To thrive and survive in today’s increasingly complex and volatile world, there is a need for a new data management architecture, which makes it easy for users to find and use analytical data and analytical resources to take in charge of the strategic and tactical decisions that must be made every day. Enabling this unhindered access – along with seamless accessibility and shareability by anyone who needs it – comes in the form of Data Fabric.
Data Fabric: what is it and what can it bring?
Data Fabric is a holistic analytics architecture that ensures that all forms of data are captured and integrated for any type of analytics data and are easily accessible and searchable for users across the enterprise.
Born out of the pressing need to find a better way to manage enterprise data, a Data Fabric uses analytics on existing and discoverable metadata assets to support the design, deployment and use of integrated and reusable data in all environments.
According to Gartner, there are four key attributes of a Data Fabric architecture: it must collect and analyze all forms of metadata, including technical, business, operational and social; it must convert passive metadata into active metadata for frictionless data sharing; he must create and organize knowledge graphs that allow users to derive business value from them; and it must have a robust data integration backbone that supports all types of data users.
Simply put, a Data Fabric is a single environment comprised of a unified architecture and services that help organizations manage and maximize the value of their data, eliminating data silos and simplifying access to multiple assets. data across the enterprise on demand, making it faster and easier to acquire new knowledge and undertake real-time analytics.
The good news is that as an overlay on existing applications and data, Data Fabric enables organizations to maximize the value of their existing data lakes and data warehouses.

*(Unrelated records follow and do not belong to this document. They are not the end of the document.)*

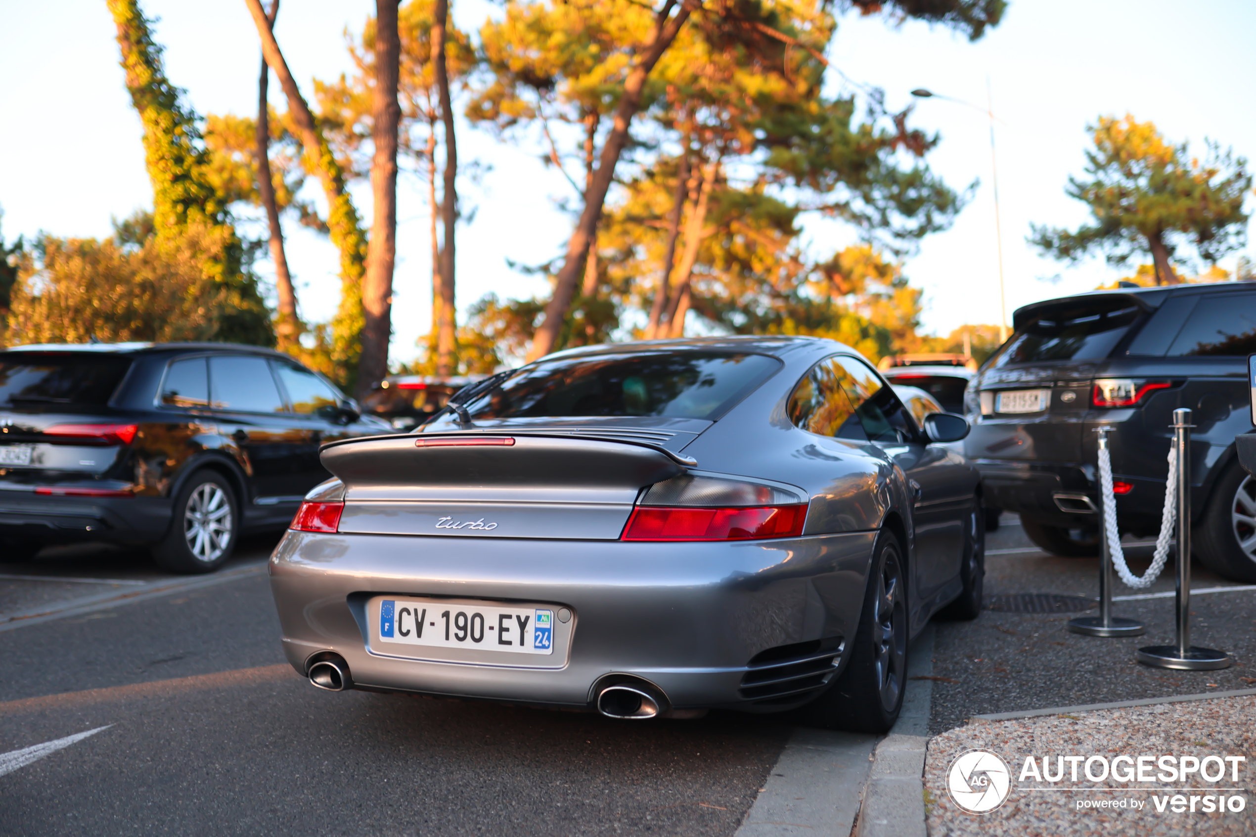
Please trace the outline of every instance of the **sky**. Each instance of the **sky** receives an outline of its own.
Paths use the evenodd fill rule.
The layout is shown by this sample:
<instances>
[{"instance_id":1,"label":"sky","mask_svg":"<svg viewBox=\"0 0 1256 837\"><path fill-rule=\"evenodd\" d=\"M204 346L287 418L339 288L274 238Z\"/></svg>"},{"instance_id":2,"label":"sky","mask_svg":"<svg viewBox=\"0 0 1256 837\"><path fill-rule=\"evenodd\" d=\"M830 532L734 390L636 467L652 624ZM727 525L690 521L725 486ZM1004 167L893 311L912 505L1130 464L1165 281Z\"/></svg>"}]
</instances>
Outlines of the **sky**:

There is no need to remove and replace an existing technology investment.
So what are the key components of a Data Fabric?
Key architectural components: an overview
Made up of multiple components, data flows, and processes that all need to be coordinated and integrated, the Data Fabric analytics architecture presents a complex array of technologies and functions. These include:
- A real-time analysis platform (RT) – The first analytical component that analyzes the data flows (transactions, IoT flows, etc.) entering the company in real time.
- The enterprise data warehouse (EDW) – The production analysis environment where routine analyzes, reports and KPIs are produced regularly using reliable and reliable data.
- The IT platform for investigation (PEAK) – Used for data mining, data mining, modeling and cause and effect analyzes. Also known as the Data Lake, it is the playground for data scientists and others with unknown or unexpected queries.
- A data integration platform – That extracts, formats and loads the structured data into the EDW and invokes the data quality processing if necessary.
- A data refinery – To ingest structured and multistructured raw data, distilling it into useful formats in the PKI for advanced analyzes.
- Analysis tools and applications – To create reports, perform analyzes and view results.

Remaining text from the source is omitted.